BOSTON – The Boston Garden, a storied name that appeared consigned to the dustbin of sports history, was partially resurrected Thursday in a 20-year naming-rights deal assigning a new arena label in deference to modern marketing realities: TD Banknorth Garden.
But it’s an open question whether that mouthful will catch on with local fans of the dearly departed Boston Garden.
“I won’t use it, and I don’t know that anybody will,” Jeanne Cyr, a 64-year-old Cambridge retiree and self-described “huge sports fan,” said as she gazed at a huge banner that was unfurled on the building reading, “Hello, my name is TD Banknorth Garden.”
Many locals never took a liking to FleetCenter, the name of the now decade-old building that replaced the Garden as home of the NBA’s Boston Celtics and the NHL’s Boston Bruins.
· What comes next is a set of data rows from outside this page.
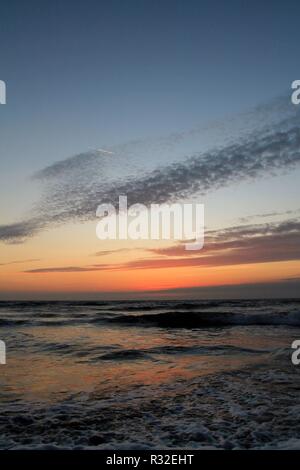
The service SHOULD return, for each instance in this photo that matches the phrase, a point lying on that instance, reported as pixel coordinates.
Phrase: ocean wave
(183, 319)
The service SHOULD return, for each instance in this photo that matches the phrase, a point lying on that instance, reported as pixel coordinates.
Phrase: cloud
(73, 188)
(260, 243)
(33, 260)
(68, 269)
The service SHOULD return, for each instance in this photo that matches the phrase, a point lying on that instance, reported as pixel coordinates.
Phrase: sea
(172, 374)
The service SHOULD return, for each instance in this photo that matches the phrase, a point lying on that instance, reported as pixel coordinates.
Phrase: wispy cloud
(21, 261)
(73, 188)
(261, 243)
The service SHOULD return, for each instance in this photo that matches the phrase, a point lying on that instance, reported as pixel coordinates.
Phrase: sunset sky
(160, 101)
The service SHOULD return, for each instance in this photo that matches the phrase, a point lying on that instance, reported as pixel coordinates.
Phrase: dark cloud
(73, 188)
(263, 243)
(33, 260)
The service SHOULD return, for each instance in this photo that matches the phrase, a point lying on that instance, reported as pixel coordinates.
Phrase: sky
(159, 100)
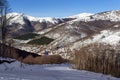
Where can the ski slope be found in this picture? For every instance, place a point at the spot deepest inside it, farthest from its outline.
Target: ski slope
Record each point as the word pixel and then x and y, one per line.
pixel 15 71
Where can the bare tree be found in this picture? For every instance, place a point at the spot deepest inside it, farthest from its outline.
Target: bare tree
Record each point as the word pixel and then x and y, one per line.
pixel 4 9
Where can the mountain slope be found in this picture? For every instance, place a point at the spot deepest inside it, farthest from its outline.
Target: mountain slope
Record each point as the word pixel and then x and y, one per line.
pixel 71 33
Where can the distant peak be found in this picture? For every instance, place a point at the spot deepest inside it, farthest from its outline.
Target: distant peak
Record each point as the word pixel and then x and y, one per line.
pixel 81 15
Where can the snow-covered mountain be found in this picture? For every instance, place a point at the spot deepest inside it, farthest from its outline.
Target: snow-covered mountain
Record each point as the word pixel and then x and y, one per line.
pixel 68 33
pixel 18 18
pixel 81 15
pixel 107 15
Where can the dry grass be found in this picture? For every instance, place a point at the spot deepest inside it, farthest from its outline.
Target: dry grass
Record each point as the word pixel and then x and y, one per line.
pixel 100 58
pixel 51 59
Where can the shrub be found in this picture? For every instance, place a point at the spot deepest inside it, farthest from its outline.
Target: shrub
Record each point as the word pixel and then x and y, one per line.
pixel 42 41
pixel 26 36
pixel 51 59
pixel 99 57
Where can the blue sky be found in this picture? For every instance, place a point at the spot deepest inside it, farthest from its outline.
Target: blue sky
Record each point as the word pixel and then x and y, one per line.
pixel 62 8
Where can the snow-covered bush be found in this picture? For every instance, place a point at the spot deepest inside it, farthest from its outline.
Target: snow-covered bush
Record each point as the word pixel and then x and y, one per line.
pixel 99 57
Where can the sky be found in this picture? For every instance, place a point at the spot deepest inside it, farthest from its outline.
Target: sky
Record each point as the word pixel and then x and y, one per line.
pixel 62 8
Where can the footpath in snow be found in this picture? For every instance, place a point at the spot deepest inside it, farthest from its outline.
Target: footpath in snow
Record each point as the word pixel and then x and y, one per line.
pixel 16 71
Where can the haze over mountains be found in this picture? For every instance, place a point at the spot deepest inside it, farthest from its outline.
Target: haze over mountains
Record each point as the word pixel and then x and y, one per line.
pixel 69 33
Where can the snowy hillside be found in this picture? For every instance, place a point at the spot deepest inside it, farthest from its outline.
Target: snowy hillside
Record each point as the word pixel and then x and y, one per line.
pixel 18 71
pixel 82 15
pixel 18 18
pixel 108 15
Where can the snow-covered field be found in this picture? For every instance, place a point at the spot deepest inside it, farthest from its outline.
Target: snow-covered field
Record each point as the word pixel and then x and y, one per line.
pixel 15 71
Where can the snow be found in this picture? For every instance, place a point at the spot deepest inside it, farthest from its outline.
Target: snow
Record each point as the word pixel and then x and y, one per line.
pixel 81 15
pixel 16 71
pixel 106 36
pixel 19 18
pixel 108 15
pixel 16 18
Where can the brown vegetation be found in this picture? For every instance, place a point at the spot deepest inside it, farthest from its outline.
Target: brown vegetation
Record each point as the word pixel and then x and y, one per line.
pixel 51 59
pixel 99 57
pixel 31 58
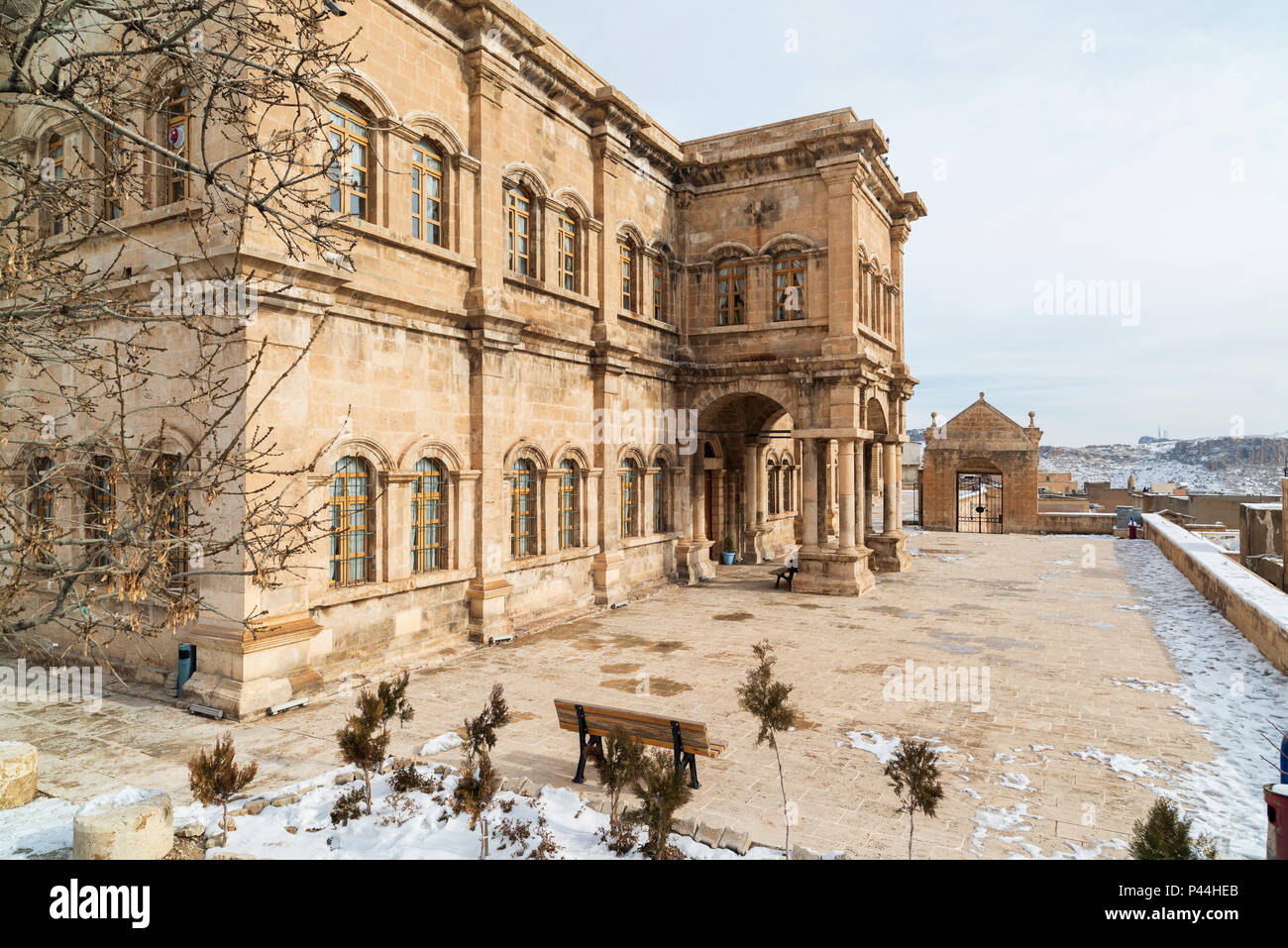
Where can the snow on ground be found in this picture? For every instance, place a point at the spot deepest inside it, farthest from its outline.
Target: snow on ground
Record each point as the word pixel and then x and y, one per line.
pixel 421 826
pixel 37 828
pixel 443 742
pixel 1228 689
pixel 1163 462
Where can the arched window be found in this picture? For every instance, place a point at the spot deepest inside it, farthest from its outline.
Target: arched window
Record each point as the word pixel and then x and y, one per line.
pixel 171 517
pixel 626 257
pixel 630 498
pixel 351 161
pixel 114 174
pixel 426 192
pixel 660 287
pixel 730 294
pixel 518 231
pixel 176 110
pixel 40 507
pixel 523 510
pixel 56 154
pixel 99 505
pixel 429 517
pixel 570 498
pixel 567 252
pixel 789 286
pixel 661 522
pixel 353 528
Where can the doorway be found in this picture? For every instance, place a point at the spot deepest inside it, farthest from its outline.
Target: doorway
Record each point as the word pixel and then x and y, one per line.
pixel 979 502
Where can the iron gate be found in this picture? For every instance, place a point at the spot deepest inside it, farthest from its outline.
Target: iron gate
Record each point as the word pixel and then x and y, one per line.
pixel 979 502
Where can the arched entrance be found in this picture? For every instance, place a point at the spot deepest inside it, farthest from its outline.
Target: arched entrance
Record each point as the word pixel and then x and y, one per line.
pixel 746 437
pixel 979 498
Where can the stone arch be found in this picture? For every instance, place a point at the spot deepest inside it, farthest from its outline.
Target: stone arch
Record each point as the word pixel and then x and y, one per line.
pixel 437 129
pixel 357 85
pixel 631 231
pixel 978 466
pixel 572 198
pixel 171 442
pixel 526 450
pixel 372 451
pixel 631 453
pixel 787 241
pixel 660 247
pixel 662 454
pixel 781 393
pixel 432 449
pixel 572 453
pixel 875 416
pixel 527 176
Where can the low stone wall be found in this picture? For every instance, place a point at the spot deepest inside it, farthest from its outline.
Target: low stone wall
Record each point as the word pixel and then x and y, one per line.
pixel 1252 605
pixel 1077 523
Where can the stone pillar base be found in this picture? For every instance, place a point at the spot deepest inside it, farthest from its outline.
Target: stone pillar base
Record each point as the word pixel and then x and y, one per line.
pixel 694 561
pixel 488 620
pixel 245 672
pixel 832 574
pixel 608 579
pixel 892 552
pixel 758 541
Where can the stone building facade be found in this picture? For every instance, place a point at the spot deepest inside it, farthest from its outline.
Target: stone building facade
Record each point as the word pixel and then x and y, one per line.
pixel 980 473
pixel 574 356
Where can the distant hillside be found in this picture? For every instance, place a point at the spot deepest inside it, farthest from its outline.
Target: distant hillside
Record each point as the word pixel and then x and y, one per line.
pixel 1224 466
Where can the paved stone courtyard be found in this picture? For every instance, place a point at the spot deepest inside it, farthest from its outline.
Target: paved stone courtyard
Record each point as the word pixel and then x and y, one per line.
pixel 1050 631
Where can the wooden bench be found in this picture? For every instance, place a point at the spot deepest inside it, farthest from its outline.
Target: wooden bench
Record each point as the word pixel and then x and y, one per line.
pixel 592 723
pixel 785 574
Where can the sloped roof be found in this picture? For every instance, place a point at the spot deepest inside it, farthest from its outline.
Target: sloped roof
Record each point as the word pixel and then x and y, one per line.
pixel 983 423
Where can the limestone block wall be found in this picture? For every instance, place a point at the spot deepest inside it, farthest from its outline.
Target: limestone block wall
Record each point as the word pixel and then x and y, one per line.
pixel 1089 523
pixel 1256 608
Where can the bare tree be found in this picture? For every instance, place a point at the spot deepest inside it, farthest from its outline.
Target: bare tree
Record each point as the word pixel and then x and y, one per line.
pixel 765 698
pixel 155 155
pixel 913 772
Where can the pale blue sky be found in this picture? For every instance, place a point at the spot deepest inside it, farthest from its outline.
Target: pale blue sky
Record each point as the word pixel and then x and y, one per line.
pixel 1158 158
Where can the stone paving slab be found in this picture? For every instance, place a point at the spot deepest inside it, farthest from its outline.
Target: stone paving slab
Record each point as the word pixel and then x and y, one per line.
pixel 1050 634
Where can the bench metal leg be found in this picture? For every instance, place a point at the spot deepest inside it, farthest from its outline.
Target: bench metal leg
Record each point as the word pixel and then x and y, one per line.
pixel 584 741
pixel 682 758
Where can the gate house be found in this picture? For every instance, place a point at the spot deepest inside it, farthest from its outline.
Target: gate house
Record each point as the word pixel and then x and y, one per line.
pixel 980 473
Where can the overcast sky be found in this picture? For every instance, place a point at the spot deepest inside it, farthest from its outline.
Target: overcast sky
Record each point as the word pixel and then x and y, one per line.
pixel 1144 145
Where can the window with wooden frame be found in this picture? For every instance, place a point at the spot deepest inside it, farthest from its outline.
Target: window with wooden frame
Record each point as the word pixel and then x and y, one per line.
pixel 523 510
pixel 55 151
pixel 351 161
pixel 789 287
pixel 518 231
pixel 40 505
pixel 660 287
pixel 661 522
pixel 171 517
pixel 567 243
pixel 626 257
pixel 730 294
pixel 99 505
pixel 426 192
pixel 429 517
pixel 570 500
pixel 178 130
pixel 353 523
pixel 630 498
pixel 114 171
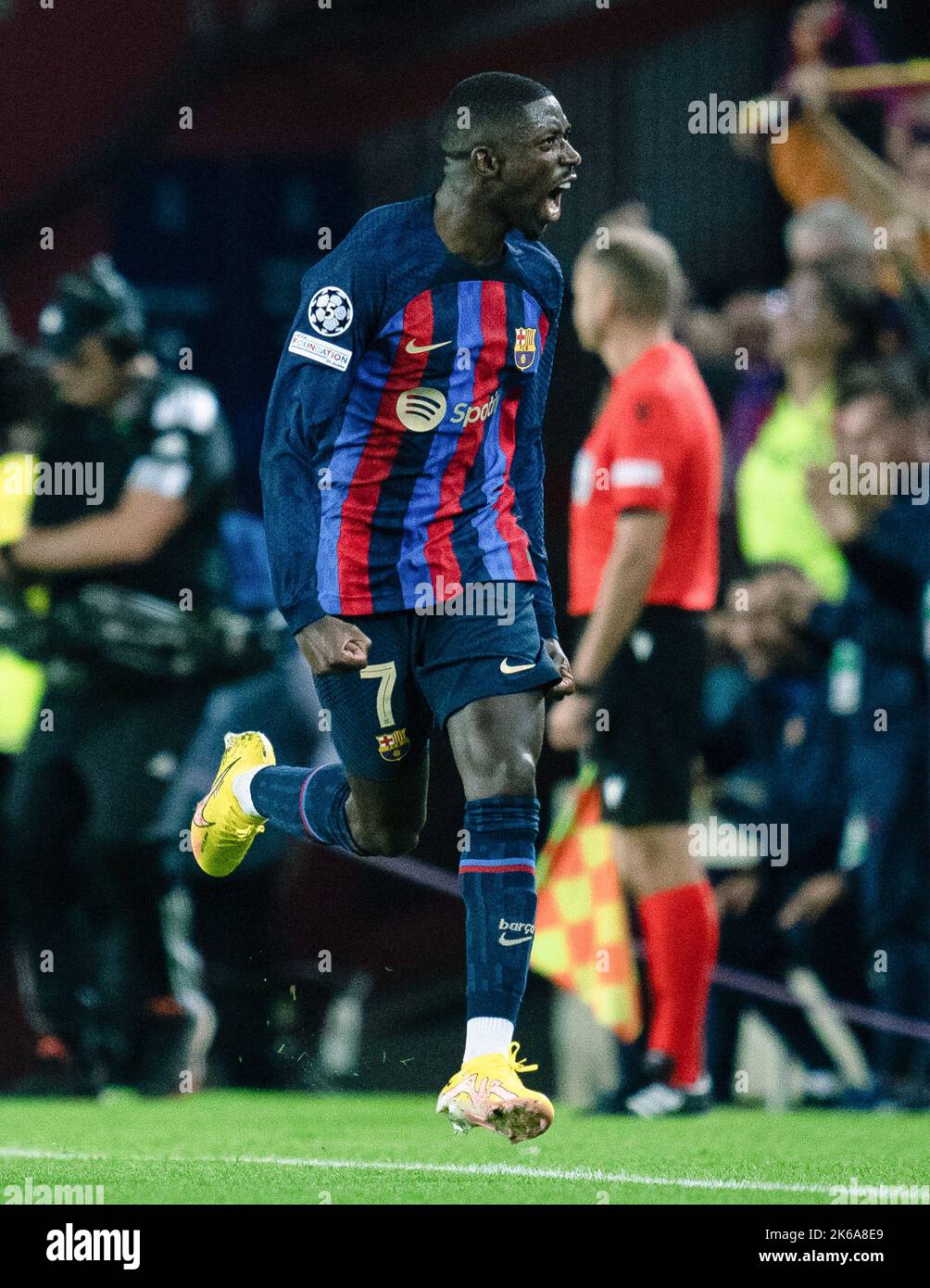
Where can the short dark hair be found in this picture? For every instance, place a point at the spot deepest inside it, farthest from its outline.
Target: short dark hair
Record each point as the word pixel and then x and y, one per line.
pixel 492 103
pixel 644 268
pixel 894 380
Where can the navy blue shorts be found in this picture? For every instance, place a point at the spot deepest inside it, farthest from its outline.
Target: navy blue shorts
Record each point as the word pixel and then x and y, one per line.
pixel 422 666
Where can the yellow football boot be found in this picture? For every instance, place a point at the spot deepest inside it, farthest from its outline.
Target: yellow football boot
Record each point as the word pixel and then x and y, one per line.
pixel 221 832
pixel 487 1092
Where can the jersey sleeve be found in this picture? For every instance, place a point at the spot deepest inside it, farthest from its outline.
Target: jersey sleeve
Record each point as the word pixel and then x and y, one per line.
pixel 643 458
pixel 339 314
pixel 190 455
pixel 527 475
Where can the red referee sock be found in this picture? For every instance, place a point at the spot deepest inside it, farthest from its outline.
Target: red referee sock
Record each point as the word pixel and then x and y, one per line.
pixel 680 928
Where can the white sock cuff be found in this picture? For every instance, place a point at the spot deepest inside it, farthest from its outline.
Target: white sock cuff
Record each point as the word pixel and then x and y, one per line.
pixel 487 1034
pixel 243 789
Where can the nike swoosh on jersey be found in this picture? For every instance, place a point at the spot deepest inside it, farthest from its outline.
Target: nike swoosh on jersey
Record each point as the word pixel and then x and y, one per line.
pixel 508 669
pixel 412 347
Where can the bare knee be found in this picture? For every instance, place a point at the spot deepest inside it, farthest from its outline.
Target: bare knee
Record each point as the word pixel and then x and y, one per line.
pixel 386 840
pixel 376 834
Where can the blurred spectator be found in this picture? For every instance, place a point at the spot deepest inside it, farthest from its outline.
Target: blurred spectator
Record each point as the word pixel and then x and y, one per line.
pixel 879 689
pixel 821 323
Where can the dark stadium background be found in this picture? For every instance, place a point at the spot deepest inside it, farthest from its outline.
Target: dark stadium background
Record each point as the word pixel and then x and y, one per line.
pixel 306 118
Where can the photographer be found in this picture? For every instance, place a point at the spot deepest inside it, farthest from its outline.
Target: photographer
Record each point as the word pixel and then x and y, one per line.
pixel 126 544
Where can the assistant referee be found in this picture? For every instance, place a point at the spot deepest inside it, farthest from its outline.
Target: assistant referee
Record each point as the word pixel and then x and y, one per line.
pixel 643 571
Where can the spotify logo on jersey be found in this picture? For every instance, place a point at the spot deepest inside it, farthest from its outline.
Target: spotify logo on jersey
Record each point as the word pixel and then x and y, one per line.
pixel 421 409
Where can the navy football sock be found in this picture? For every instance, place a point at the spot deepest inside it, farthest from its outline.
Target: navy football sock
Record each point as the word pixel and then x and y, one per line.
pixel 497 881
pixel 306 802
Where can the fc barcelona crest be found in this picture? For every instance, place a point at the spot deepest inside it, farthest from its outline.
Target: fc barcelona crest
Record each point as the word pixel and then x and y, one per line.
pixel 395 745
pixel 524 347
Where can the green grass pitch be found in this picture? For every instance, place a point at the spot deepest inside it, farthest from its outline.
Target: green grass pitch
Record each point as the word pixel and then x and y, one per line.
pixel 233 1146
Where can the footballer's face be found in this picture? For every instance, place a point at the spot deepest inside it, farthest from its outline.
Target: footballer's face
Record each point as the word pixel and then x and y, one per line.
pixel 536 167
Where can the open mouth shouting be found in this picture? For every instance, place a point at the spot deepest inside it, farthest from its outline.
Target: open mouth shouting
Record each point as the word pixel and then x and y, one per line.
pixel 551 202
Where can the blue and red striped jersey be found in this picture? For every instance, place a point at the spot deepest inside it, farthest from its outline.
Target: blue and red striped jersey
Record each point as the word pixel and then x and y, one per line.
pixel 402 452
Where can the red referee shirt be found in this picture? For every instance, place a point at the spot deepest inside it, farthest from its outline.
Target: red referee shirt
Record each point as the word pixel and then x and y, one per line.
pixel 656 446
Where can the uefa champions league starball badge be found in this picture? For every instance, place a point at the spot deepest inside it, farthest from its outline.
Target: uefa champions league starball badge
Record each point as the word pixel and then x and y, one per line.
pixel 330 310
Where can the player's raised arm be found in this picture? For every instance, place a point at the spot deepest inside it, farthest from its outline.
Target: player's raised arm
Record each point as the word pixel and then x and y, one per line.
pixel 339 314
pixel 527 474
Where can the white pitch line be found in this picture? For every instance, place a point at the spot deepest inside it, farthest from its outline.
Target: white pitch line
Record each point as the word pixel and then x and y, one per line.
pixel 491 1169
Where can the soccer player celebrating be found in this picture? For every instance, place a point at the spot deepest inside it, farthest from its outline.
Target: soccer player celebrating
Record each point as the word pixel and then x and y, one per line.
pixel 643 563
pixel 402 473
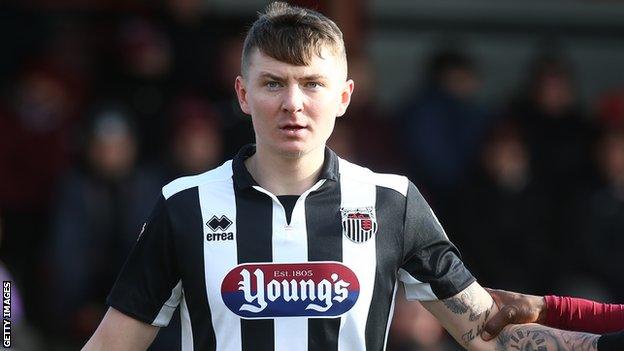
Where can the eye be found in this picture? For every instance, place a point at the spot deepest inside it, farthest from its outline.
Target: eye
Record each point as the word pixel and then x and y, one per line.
pixel 273 84
pixel 313 85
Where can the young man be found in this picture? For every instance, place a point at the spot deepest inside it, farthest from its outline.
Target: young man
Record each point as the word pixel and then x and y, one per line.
pixel 289 247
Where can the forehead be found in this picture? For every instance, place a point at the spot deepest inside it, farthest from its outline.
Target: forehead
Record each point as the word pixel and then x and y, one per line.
pixel 329 66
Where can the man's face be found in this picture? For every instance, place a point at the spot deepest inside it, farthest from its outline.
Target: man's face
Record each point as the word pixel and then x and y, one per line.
pixel 293 108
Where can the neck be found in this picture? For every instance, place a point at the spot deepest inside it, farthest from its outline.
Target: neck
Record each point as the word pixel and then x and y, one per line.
pixel 283 175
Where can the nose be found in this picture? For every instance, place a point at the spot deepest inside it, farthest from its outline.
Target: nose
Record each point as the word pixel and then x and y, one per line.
pixel 292 99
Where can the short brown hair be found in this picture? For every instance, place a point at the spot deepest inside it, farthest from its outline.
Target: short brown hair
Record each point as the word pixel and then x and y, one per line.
pixel 293 35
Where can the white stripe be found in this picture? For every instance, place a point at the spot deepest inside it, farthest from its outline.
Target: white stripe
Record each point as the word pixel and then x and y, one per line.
pixel 220 173
pixel 361 259
pixel 392 181
pixel 219 257
pixel 290 245
pixel 415 289
pixel 391 313
pixel 187 329
pixel 164 316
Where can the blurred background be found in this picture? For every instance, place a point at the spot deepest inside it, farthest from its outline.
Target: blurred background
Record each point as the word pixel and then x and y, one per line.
pixel 508 115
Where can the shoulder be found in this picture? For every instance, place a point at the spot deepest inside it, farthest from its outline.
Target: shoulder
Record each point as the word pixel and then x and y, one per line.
pixel 352 172
pixel 219 174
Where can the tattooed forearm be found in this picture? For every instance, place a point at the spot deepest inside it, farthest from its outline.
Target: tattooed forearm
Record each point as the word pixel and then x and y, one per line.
pixel 533 337
pixel 465 302
pixel 470 335
pixel 476 305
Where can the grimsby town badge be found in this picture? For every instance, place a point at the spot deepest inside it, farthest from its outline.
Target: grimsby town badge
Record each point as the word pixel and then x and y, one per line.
pixel 359 224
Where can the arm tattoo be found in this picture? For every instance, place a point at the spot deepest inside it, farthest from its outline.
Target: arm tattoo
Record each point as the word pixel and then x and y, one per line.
pixel 466 301
pixel 469 301
pixel 539 338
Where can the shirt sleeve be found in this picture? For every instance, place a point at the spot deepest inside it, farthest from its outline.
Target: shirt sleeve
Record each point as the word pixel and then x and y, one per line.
pixel 583 315
pixel 611 342
pixel 432 268
pixel 148 287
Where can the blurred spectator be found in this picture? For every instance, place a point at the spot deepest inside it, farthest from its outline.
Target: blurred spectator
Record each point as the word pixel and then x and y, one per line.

“I never did call it FleetCenter,” Cyr said. “It will always be, ‘The Garden’ … but it should be spelled “G-A-H-D-E-N, as in Boston Gah-den,” she said in the local brogue that comes naturally to Cyr, a lifelong Boston area resident.
William J. Ryan, chairman, president and chief executive of Portland, Maine-based TD Banknorth Inc., acknowledged in an interview that some may drop the bank’s name when referring to the arena. But he said the deal is still a worthwhile investment for his bank as it tries to expand its footprint and name recognition in the Boston area and southern New England.
By returning “Garden” to the arena name, “We hope people will remember the company that allowed that to happen,” Ryan said in an interview after the deal was announced on the floor of FleetCenter.
Jim Ackor, a banking industry analyst with RBC Capital Markets, said, “Whatever Joe Lunchbox calls it, ‘The Garden’ or ‘TD Banknorth Garden,’ the name is going to be splashed over everything, and it’s going to be impossible to avoid. It’s really quite a coup for Banknorth.”
Financial terms of the naming-rights deal reached with arena owner Delaware North Cos. were not disclosed, but published reports citing anonymous sources familiar with the deal said TD Banknorth would pay between $5 million and $6 million per year.
Separately, the bank also has committed to invest more than $5 million in New England neighborhoods through the arena’s foundation and the Boston Bruins Foundation, and another $8 million for improvements to the arena over the life of the deal, officials said. Delaware North also owns the NHL’s Bruins.